Zweitens sollten die Leistungsfähigkeit und Gestaltungskraft der neuen Gemeindestrukturen gestärkt werden, damit substanzielle Aufgabenübertragungen möglich werden. Regelhaft ging man von 10 000 - mindestens jedoch von 8 000 - Einwohnern aus. Mittlerweile liegen insgesamt 42 der neu gegründeten Gemeinden unter der Zielstellung von 10 000 Einwohnern. Allein durch die Duldung von sogenannten Bestandsgemeinden wurde diesem Grundsatz nicht entsprochen.

Drittens sollten die landsmannschaftlichen, religiösen, kulturellen und auch die geografischen Besonderheiten berücksichtigt werden. Dieser Grundsatz wurde in vielen Fällen praktisch unterlaufen. Ob es politisch motiviert oder aus Unkenntnis geschehen ist, unterstelle ich jetzt erst einmal nicht.

Viertens sollten die bestehenden Verwaltungsgemeinschaften im Verhältnis 1 : 1 in Einheitsgemeinden umgewandelt werden, sofern eine Gemeinde prägender Ort und Grundzentrum ist - dazu komme ich nachher noch einmal.

Trägergemeindemodelle sollten ebenfalls im Verhältnis 1 : 1 in Einheitsgemeinden umgewandelt werden. Im Umfeld von kreisfreien Städten sollte es nur noch Einheitsgemeinden geben, und es war beabsichtigt, die Stadt-Umland-Verhältnisse endgültig und langfristig neu zu regeln. Zwar galt noch das Ziel, Kragenverwaltungsgemeinschaften aufzulösen. Die Bewilligungsrealität hat jedoch dargestellt, dass sie an anderen Stellen wieder entstanden sind, sodass sich also am Zustand nichts geändert hat.

(Zustimmung bei der LINKEN)

Fünftens sollte durch die Gebietsreform eine wesentliche Straffung der Verwaltungs- und der Entscheidungsabläufe erreicht werden. Mit der Zulassung von Verwaltungsaußenstellen, der Änderung der Kommentierung der Gemeindeordnung hinsichtlich der umfassenden Beteiligung von Ortschaftsräten an allen Gemeindeangelegenheiten sowie mit den Übergangsregelungen für vorhandenes Verwaltungspersonal waren diesem Ziel erhebliche Hürden entgegengestellt worden.
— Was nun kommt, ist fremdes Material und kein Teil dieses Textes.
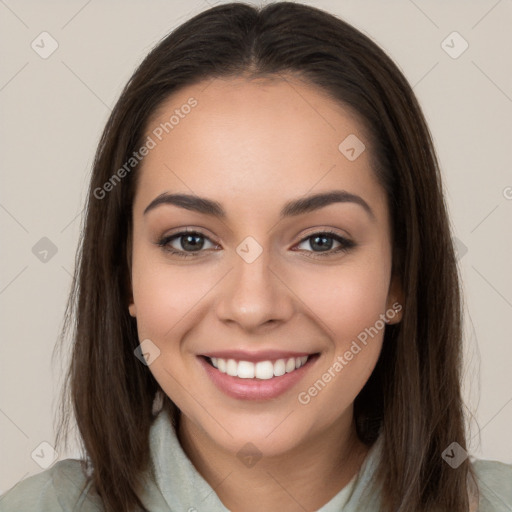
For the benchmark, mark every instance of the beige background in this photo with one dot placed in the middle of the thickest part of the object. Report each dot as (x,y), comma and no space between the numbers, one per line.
(52,113)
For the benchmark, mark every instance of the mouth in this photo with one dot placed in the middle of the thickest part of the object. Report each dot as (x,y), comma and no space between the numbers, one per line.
(262,370)
(258,376)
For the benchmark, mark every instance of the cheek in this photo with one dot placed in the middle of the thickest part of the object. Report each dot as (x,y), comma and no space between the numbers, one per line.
(349,298)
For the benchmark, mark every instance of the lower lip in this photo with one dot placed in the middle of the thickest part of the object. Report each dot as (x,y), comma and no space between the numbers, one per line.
(256,389)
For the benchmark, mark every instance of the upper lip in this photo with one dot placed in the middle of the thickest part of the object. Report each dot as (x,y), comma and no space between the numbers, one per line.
(262,355)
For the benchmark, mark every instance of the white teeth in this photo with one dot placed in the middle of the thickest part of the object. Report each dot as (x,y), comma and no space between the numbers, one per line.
(261,370)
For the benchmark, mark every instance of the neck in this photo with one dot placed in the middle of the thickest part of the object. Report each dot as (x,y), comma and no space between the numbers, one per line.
(305,478)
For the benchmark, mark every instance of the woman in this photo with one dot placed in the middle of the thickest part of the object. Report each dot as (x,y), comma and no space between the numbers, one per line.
(267,300)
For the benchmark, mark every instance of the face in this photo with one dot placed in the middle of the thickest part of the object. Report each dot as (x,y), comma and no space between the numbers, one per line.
(264,323)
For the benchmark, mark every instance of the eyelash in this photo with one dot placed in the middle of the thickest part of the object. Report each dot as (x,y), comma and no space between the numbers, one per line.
(345,246)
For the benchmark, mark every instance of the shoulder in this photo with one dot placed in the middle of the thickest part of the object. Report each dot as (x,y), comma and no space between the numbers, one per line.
(494,481)
(64,486)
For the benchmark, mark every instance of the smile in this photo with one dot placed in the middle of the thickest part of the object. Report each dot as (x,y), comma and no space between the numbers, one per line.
(262,376)
(263,370)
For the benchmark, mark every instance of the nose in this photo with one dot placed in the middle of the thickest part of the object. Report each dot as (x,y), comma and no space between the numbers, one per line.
(255,295)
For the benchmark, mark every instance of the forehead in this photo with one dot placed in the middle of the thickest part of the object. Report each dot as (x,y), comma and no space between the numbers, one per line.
(251,143)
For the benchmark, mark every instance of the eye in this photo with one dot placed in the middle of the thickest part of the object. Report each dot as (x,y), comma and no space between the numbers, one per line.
(190,242)
(324,241)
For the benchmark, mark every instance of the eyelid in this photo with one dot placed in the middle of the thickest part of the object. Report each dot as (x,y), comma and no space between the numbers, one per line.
(346,243)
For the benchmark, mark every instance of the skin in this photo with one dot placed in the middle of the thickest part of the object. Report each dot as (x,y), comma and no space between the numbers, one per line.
(252,146)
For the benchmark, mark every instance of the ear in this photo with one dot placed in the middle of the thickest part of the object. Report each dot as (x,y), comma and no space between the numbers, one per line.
(395,301)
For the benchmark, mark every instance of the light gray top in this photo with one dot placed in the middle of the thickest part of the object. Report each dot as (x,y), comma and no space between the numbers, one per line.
(178,486)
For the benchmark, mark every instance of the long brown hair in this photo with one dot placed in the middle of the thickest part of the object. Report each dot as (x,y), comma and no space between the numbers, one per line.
(413,398)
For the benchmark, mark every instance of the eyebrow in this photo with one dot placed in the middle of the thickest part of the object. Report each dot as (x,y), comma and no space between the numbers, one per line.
(290,209)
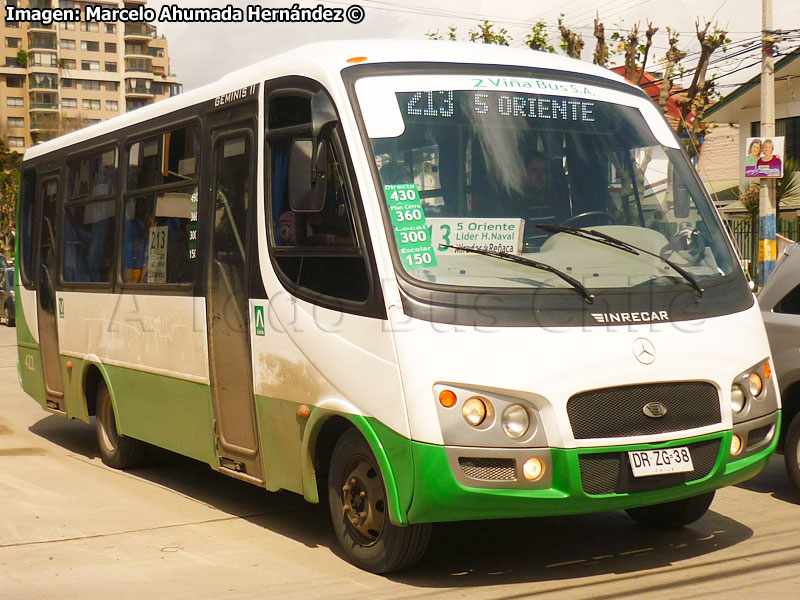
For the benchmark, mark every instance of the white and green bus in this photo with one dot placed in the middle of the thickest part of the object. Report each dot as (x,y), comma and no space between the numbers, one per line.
(421,282)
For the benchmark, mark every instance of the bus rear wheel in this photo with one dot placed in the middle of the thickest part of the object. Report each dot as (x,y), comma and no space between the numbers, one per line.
(672,515)
(359,511)
(117,451)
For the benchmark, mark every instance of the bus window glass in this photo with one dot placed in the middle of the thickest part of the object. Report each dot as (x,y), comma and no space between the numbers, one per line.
(159,237)
(89,242)
(464,166)
(92,176)
(168,157)
(27,195)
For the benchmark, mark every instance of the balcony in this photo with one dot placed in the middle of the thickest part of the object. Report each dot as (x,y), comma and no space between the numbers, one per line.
(44,107)
(139,32)
(38,26)
(42,41)
(138,91)
(44,124)
(138,51)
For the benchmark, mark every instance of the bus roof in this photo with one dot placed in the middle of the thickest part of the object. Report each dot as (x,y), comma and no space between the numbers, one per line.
(329,58)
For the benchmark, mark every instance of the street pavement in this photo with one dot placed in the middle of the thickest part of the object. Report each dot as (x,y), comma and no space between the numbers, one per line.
(70,527)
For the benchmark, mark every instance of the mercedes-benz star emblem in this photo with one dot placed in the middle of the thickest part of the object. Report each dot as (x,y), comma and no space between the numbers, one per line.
(644,351)
(654,410)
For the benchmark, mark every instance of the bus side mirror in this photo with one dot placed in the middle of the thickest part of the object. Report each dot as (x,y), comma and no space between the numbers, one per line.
(681,201)
(307,183)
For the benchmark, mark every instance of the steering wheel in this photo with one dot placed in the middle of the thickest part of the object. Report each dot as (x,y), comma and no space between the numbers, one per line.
(587,219)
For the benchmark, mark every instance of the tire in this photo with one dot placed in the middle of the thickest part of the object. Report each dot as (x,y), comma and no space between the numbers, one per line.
(359,512)
(117,451)
(672,515)
(791,452)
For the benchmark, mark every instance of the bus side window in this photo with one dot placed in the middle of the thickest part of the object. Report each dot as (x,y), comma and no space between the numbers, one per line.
(90,218)
(159,232)
(317,252)
(27,195)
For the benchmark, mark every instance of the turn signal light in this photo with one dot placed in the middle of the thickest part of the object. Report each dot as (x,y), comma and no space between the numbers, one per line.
(533,469)
(447,398)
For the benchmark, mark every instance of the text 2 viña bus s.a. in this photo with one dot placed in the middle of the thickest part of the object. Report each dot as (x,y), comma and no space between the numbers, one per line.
(485,286)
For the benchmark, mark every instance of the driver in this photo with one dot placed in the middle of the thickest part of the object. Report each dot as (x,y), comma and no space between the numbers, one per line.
(539,198)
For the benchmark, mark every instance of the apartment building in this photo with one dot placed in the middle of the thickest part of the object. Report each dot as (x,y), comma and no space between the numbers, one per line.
(60,77)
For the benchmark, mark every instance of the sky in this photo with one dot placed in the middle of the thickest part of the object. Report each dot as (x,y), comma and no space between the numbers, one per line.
(203,52)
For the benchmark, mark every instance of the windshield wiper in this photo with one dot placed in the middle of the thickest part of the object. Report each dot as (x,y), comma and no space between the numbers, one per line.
(609,240)
(577,285)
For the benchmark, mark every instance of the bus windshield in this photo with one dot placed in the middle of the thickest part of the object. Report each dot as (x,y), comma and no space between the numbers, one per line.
(511,165)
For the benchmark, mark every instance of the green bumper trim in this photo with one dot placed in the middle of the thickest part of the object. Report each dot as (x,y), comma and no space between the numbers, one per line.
(391,450)
(438,496)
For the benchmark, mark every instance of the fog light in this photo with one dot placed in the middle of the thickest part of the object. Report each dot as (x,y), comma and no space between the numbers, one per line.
(755,383)
(533,469)
(515,421)
(736,445)
(475,410)
(738,398)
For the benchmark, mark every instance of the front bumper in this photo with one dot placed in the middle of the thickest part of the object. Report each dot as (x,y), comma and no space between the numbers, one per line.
(442,493)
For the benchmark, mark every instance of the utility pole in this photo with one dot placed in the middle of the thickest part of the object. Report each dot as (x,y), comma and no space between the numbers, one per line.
(767,248)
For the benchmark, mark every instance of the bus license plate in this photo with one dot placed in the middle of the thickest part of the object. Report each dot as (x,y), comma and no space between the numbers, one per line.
(660,462)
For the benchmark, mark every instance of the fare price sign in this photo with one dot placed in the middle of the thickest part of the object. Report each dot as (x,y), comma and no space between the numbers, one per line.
(410,230)
(498,235)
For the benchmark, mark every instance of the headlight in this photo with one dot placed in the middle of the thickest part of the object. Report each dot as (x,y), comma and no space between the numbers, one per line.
(755,383)
(738,398)
(515,421)
(475,411)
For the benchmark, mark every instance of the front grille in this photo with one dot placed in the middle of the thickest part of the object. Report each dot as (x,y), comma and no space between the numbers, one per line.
(757,435)
(619,412)
(490,469)
(610,472)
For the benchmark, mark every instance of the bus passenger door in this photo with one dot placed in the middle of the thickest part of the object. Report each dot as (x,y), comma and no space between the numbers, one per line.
(46,297)
(230,368)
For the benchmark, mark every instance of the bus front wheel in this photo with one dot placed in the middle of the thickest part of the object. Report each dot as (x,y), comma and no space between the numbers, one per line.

Sechstens sollten die Wirkungsbedingungen der gewählten Mandatsträger und der Bürgerinnen und Bürger wesentlich erweitert und verbessert werden. Auch in die

sem Bereich wurden eher Verschlechterungen als Verbesserungen erzielt.

Siebentens sollten die Haushaltssituationen der neuen Einheits- und Verbandsgemeinden nachhaltig gestärkt werden.

Fazit: Die Verschuldung der Städte und Gemeinden wurden aus unserer Sicht auf mehrere Schultern verteilt. Damit sank der Durchschnitt der Verschuldung im Gemeindegebiet, womit diese Gemeinden keine Chance mehr hatten, über den Ausgleichsstock Hilfe und Unterstützung durch das Land zu erhalten.

Zeitgleich wurden dem kreisangehörigen Bereich mit der Deckelung der allgemeinen Finanzzuweisungen aus dem Finanzausgleich rund 122 Millionen € entzogen. Das heißt, die Konsolidierung des Landeshaushaltes erfolgte zu einem erheblichen Teil aus der Abschmelzung der Zuweisungen aus dem Finanzausgleich. Damit wurde politisch motiviert sowohl gegen Artikel 87 und 88 der Landesverfassung als auch gegen das Kommunalneugliederungs-Grundsätzegesetz sowie das Erste und das heute zu verabschiedende Zweite Begleitgesetz verstoßen.

Das gilt übrigens auch in Bezug auf die Kostenerstattung für angeordnete bzw. sich infolge der Gesetzesänderung ergebende Neuwahlen. Ich plädiere noch einmal und wünsche mir nochmals Ihre Unterstützung für unseren Änderungsantrag, dass Sie hier zumindest das Konnexitätsprinzip einhalten.